Tim Keller, who pastors New York City’s Redeemer Church, recently sat down with “Bonhoeffer” author Eric Metaxas for a conversation on this very topic. Keller, who calls himself an “old world progressive creationist who believes in a literal Adam and Eve,” agreed this debate is not unimportant, but also implied that the issue is not a deal-breaker in terms of salvation. “[It’s] not in the Apostle’s Creed,” he explained, “and therefore there’s wiggle room.”

While Keller does not believe Christians should be obsessed with the issue, he did note that, “[t]he Bible does not teach that the earth is young.” For those who believe the Bible insists the earth is only a few thousand years old, Keller explains that “the genealogies are not complete” (by this, he means that Bible verses stating “so and so begat so and so” do not imply fatherhood, but rather ancestry.)

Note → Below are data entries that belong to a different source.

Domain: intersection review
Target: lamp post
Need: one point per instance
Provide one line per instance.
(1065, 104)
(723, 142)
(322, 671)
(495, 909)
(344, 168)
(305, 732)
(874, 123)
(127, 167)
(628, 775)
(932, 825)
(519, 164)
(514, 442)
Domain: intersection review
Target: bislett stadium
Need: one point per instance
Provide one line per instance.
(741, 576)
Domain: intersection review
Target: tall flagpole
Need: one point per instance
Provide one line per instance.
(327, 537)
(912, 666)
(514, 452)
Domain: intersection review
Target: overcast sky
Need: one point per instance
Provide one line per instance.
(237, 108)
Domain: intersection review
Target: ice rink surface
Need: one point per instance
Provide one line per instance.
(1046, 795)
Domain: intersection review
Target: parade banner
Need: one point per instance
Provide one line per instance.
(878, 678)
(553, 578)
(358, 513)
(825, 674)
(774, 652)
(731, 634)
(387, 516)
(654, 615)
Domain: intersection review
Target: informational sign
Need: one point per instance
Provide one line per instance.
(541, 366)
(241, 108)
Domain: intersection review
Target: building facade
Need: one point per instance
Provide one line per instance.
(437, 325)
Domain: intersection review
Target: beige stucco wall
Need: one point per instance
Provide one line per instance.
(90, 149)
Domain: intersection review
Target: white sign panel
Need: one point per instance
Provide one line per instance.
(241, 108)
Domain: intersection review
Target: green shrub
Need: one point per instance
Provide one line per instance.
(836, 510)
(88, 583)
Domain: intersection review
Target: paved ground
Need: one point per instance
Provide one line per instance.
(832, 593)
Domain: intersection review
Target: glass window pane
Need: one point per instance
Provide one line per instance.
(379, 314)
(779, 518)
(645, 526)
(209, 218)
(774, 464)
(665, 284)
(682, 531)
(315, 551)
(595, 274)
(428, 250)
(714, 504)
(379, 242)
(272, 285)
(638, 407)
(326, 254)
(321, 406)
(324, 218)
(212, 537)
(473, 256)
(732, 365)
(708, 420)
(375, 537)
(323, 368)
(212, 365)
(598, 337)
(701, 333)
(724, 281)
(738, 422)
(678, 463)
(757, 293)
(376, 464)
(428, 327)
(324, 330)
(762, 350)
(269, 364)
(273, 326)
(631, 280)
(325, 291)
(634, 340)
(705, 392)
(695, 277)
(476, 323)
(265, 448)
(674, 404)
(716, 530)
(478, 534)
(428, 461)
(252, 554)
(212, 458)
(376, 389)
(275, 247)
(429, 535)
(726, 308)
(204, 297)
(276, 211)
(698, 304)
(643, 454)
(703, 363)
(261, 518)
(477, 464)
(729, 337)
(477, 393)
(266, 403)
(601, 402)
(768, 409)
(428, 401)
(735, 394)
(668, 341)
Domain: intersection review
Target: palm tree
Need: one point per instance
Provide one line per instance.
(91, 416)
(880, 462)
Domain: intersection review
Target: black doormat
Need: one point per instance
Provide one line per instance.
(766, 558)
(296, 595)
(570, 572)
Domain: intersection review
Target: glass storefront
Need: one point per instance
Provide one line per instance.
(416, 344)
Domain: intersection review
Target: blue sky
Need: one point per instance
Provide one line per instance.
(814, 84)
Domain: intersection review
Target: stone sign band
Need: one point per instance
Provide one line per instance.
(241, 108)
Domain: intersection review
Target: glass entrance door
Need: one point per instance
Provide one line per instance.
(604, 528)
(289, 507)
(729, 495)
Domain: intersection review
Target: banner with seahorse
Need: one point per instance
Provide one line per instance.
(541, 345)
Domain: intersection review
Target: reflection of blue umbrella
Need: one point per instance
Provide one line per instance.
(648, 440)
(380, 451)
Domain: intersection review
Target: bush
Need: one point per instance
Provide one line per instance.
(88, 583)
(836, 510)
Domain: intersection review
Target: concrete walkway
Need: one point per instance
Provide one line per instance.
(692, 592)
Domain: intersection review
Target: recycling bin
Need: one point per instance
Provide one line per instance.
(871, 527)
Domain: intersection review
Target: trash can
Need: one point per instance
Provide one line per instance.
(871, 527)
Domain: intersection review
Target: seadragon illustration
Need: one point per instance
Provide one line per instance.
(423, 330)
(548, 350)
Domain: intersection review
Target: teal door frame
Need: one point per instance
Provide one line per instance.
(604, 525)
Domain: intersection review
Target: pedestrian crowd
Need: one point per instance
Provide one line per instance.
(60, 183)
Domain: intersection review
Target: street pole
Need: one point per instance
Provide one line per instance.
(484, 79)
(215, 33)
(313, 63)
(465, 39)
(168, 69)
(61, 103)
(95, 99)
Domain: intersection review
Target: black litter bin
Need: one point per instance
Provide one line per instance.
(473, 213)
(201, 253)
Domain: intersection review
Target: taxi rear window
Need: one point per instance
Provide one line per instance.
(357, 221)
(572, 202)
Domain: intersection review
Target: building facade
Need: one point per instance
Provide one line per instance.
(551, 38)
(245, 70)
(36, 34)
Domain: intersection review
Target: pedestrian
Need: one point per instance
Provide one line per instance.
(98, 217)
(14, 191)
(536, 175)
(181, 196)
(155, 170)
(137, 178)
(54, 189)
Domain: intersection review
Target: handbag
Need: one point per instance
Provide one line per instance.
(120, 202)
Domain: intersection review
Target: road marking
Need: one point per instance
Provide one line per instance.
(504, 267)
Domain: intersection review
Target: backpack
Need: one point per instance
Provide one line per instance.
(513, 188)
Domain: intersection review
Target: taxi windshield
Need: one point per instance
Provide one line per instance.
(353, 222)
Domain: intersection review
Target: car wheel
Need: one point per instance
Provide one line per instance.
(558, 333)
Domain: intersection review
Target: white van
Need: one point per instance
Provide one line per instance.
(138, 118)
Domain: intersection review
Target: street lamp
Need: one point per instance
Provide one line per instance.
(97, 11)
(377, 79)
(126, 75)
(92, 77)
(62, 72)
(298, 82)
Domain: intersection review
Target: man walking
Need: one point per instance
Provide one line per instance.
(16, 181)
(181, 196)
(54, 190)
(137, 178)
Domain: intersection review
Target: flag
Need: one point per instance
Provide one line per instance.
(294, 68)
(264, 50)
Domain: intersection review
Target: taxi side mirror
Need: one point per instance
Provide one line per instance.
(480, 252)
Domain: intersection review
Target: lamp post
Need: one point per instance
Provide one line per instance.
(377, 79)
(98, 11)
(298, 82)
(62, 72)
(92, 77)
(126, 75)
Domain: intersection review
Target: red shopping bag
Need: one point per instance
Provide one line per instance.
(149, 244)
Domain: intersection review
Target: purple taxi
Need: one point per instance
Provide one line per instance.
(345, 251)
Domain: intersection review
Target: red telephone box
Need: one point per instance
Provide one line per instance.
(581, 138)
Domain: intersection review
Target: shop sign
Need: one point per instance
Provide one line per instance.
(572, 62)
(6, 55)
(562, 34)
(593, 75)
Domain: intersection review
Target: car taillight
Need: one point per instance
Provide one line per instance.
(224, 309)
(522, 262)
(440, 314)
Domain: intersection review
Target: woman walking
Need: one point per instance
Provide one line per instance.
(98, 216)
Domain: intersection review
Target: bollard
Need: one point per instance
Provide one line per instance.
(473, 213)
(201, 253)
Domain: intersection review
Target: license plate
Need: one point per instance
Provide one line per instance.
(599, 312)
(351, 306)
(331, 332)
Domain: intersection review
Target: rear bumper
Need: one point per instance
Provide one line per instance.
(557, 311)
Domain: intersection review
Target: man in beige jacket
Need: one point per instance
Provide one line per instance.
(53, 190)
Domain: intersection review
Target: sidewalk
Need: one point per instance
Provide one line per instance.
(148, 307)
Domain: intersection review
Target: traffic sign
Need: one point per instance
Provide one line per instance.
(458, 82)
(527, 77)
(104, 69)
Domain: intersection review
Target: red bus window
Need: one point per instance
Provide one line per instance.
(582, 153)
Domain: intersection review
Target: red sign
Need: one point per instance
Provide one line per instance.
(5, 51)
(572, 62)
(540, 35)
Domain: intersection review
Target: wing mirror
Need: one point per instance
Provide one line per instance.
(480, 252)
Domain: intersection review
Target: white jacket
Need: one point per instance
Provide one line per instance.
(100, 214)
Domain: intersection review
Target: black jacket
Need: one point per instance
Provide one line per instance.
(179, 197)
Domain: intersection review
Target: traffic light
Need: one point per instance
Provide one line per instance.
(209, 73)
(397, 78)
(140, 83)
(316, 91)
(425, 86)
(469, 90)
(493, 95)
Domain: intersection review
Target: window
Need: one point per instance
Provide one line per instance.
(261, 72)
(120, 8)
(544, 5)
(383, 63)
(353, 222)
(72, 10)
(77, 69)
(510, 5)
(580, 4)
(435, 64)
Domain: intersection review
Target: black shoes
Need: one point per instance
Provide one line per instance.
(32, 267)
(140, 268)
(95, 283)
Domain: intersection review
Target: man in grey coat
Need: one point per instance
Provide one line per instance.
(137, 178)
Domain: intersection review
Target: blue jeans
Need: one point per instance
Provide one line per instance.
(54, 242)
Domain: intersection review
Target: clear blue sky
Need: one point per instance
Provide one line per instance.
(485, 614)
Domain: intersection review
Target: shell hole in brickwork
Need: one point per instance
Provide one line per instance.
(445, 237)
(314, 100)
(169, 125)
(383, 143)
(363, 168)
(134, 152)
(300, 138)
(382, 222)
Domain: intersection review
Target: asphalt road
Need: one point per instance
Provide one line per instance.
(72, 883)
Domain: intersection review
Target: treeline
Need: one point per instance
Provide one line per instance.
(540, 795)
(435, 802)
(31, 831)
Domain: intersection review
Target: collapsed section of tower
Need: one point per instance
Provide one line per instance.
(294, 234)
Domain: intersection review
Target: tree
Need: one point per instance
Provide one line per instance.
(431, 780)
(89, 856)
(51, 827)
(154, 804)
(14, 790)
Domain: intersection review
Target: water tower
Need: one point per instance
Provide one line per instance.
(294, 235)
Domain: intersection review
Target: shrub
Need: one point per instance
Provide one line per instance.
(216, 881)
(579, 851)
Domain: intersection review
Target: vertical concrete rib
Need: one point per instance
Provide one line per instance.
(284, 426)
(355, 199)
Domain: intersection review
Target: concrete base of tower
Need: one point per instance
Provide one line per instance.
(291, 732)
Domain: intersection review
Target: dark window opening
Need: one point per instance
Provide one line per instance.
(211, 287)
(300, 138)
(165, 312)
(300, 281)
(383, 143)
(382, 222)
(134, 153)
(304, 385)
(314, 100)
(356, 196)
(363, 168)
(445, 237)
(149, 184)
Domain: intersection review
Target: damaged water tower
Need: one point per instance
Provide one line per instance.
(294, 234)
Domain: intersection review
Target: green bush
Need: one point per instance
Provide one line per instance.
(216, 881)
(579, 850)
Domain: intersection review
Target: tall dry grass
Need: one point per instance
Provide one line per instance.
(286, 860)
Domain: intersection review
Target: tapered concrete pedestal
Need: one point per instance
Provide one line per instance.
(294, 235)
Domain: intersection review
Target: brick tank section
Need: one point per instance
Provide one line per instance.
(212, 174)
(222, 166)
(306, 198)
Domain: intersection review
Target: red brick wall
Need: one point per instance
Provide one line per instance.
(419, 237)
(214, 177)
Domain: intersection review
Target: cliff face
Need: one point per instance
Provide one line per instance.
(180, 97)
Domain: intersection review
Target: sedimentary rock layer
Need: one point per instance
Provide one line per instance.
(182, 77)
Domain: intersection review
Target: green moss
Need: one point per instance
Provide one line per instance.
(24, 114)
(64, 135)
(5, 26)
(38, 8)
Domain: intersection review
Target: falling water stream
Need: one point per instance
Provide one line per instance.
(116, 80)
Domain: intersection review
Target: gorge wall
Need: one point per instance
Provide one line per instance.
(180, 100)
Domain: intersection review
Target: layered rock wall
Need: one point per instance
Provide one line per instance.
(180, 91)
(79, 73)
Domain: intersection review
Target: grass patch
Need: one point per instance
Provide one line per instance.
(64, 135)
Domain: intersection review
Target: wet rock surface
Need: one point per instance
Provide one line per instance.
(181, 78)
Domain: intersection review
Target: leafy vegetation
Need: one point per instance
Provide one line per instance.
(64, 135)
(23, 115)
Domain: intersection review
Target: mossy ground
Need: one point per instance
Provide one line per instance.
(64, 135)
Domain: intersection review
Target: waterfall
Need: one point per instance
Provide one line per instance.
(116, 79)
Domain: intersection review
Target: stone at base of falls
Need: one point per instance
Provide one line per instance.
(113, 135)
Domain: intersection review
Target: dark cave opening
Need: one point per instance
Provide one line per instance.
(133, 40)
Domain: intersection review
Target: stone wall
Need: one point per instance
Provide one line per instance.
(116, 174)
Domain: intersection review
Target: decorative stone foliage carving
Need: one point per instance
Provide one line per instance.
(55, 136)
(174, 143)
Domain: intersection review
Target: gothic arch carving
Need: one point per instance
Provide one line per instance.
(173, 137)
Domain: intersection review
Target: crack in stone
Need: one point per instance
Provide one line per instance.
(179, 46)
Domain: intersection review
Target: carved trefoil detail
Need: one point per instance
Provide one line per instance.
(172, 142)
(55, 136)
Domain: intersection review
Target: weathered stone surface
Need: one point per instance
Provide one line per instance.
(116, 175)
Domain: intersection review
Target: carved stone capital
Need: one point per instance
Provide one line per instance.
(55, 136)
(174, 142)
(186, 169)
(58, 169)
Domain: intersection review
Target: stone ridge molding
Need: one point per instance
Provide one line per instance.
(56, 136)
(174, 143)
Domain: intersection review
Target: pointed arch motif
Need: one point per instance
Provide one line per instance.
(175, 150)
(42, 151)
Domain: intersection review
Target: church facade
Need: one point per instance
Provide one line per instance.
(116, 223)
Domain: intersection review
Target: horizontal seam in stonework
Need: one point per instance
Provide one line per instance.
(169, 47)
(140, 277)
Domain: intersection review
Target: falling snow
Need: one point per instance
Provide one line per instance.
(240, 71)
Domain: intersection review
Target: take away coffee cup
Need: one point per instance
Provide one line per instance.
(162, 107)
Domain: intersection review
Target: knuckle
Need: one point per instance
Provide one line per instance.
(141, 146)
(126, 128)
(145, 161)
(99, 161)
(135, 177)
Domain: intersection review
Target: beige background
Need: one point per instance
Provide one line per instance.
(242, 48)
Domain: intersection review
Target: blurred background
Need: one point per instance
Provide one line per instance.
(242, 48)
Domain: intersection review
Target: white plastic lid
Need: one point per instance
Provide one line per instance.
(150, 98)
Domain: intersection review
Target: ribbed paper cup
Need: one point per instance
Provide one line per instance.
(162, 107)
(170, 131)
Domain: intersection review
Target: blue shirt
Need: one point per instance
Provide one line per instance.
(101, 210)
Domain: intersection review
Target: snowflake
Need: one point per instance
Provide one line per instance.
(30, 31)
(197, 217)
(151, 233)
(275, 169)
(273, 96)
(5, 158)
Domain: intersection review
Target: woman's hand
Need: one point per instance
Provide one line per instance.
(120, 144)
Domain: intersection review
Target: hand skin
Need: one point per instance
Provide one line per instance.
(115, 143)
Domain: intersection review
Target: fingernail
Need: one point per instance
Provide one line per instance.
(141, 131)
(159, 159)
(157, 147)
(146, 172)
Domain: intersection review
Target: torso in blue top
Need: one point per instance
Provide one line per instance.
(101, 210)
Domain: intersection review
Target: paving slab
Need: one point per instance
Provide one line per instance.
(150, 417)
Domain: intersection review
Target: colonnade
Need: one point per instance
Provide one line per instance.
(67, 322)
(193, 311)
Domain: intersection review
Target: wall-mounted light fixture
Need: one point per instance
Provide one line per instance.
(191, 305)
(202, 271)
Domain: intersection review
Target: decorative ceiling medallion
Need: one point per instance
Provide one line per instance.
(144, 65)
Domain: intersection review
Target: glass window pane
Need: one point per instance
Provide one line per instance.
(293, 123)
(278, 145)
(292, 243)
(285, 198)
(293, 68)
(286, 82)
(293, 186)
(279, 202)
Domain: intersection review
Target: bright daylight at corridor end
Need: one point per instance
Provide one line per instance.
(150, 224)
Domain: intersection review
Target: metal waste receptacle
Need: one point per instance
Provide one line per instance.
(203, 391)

(For more information, read Tim Keller’s “Creation, Evolution, and Christian Laypeople“.)

To be sure, this is not an entirely new way of seeing things.

In his 1908 classic book, “Orthodoxy,” G.K. Chesterton observed, “If evolution simply means that a positive thing called an ape turned very slowly into a positive thing called a man, then it is stingless for the most orthodox; for a personal God might just as well do things slowly as quickly, especially if, like the Christian God, he were outside time.”

This issue seems to have become more politically relevant of late, and it is not likely to go away — especially as some on the left attempt to portray conservatives as engaging in a “war on science.” In 2012, evolution resurfaced when Jon Huntsman Tweeted, “To be clear. I believe in evolution and trust scientists on global warming. Call me crazy.” At the same time, some Christians argue that “theistic evolution” is essentially a heresy.

My guess is this will be a big debate within Christian and conservative circles for years to come.